Introducing cap-std, a capability-based version of the Rust standard library
Posted on
Introducing cap-std
cap-std
is a project to create capability-based versions of Rust standard
library and related APIs.
Capability-based here means that the APIs don't access files, directories, network addresses, clocks, or other external resources implicitly, but instead operate on handles that are explicitly passed in. This helps programs that work with potentially malicious content avoid accidentally accessing resources other than they intend, and does so without the need of a traditional process-wide sandbox, so it can be easily embedded in larger applications.
Background
Some of the most devious software bugs are those where the code looks like it does one thing, and usually does that thing in practice, but sometimes, under special circumstances, does something else. Here's a simple example using Rust's filesystem APIs:
fn hello(name: &Path) -> Result<()> {
let tmp = tempdir()?;
fs::write(tmp.path().join(name), "hello world")?;
}
The expected behavior of this function is to write "hello world" to a file within
a temporary directory. The code looks like it will do this. And indeed, it will
usually do this. But if the path passed in is ../../home/me/.ssh/id_dsa.pub
,
then the behavior of this function could be to corrupt the user's ssh public key 😲.

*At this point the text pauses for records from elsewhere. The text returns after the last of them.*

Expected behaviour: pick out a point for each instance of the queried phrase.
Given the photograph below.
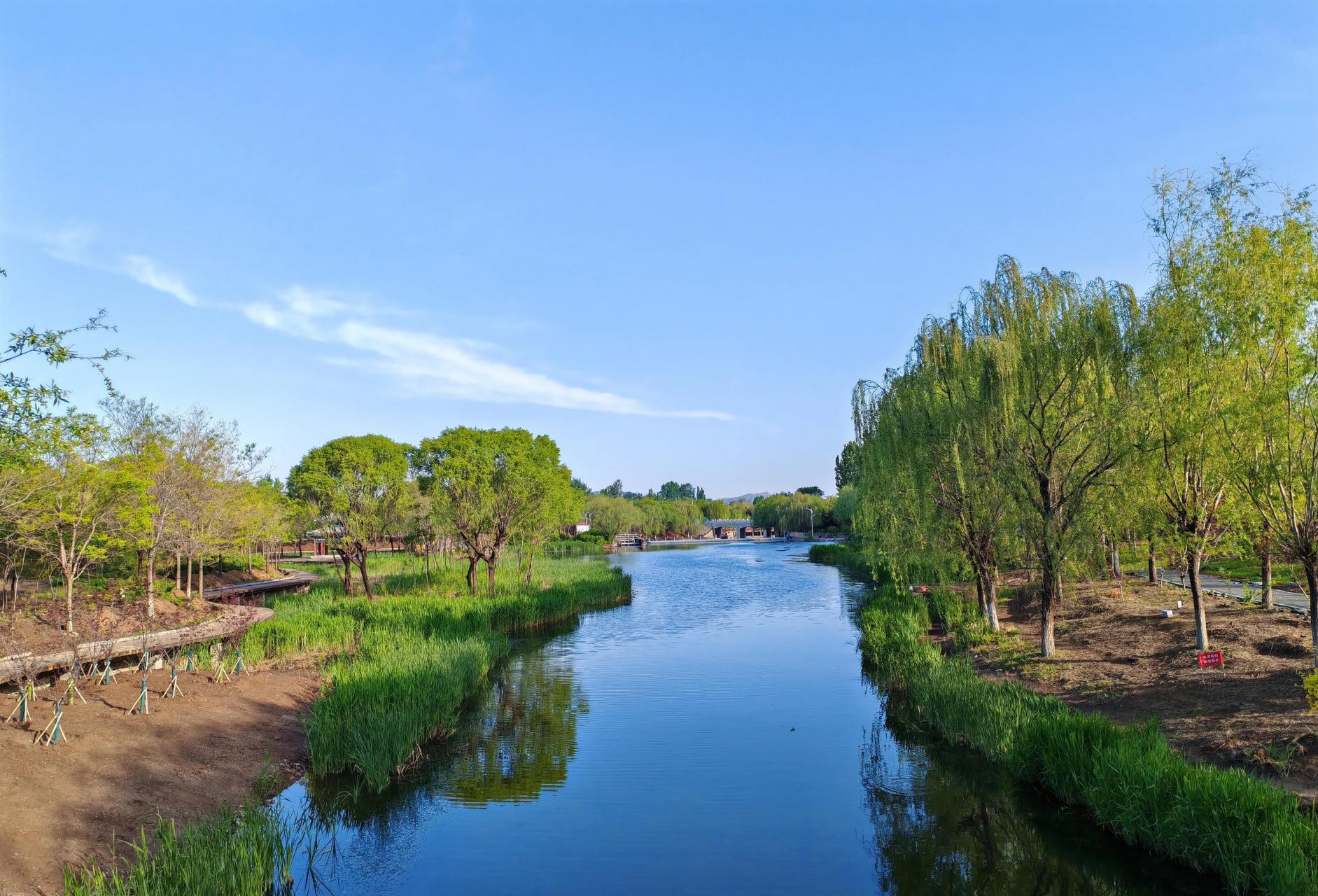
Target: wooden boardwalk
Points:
(231, 621)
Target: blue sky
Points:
(670, 235)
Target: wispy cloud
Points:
(431, 364)
(423, 363)
(148, 273)
(76, 244)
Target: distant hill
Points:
(749, 497)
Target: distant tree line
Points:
(1048, 418)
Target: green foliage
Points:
(1310, 682)
(1251, 833)
(248, 851)
(402, 667)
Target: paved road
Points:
(292, 580)
(1231, 588)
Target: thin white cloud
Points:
(148, 273)
(430, 364)
(70, 244)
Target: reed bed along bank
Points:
(1250, 832)
(400, 668)
(248, 851)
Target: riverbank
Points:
(1130, 779)
(118, 773)
(374, 682)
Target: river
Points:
(716, 736)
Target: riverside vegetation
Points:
(395, 673)
(1255, 836)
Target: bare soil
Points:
(118, 773)
(37, 625)
(1118, 657)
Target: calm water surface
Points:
(717, 736)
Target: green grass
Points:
(247, 851)
(400, 668)
(1250, 832)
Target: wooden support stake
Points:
(143, 703)
(173, 691)
(55, 732)
(22, 709)
(73, 691)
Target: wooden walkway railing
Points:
(231, 621)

That's... not remotely within what we said the expected behavior is. It usually
doesn't do that, but under the right circumstances, it could.
And since name
is just a string, if the string is computed in a way that could
be influenced by an attacker, the right circumstances could easily be made to
occur in practice.
The cap-std
project provides Rust crates with lightweight ways to avoid such
problems. In particular, the cap-std
crate's Dir
type represents a
directory, with methods corresponding to Rust's std::fs
functions, for
opening and working with files within the directory, that ensure that all paths
stay within that directory. For networking, the Pool
type represents a set of
network addresses, ensuring that all network accesses made through the API
are to addresses in the pool.
In contrast to conventional sandboxing, cap-std
doesn't have any global state,
so using it in one part of an application doesn't require using it in the rest of
the application. Library crates can use cap-std
internally without imposing any
sandboxing constraints on their users.
What can Dir
do?
cap_std
is just a library, so by itself, it isn't a sandbox for arbitrary
Rust code—it can't prevent arbitrary Rust code from using std::fs
's
path-oriented APIs. Instead, it protects against malicious content, when
filesystem paths can be influenced by untrusted inputs, and malicious
concurrent modifications, when another program running at the same time
has the ability to remove, rename, or create files, directories, symlinks,
or hard links in ways that could cause a program to inadvertently access
unintended resources.
Revisiting our example above, with cap-std
we might write:
fn hello(name: &Path, tmp: &Dir) -> Result<()> {
tmp.write(name, "hello world")?;
}
In this code, if the passed-in path uses ..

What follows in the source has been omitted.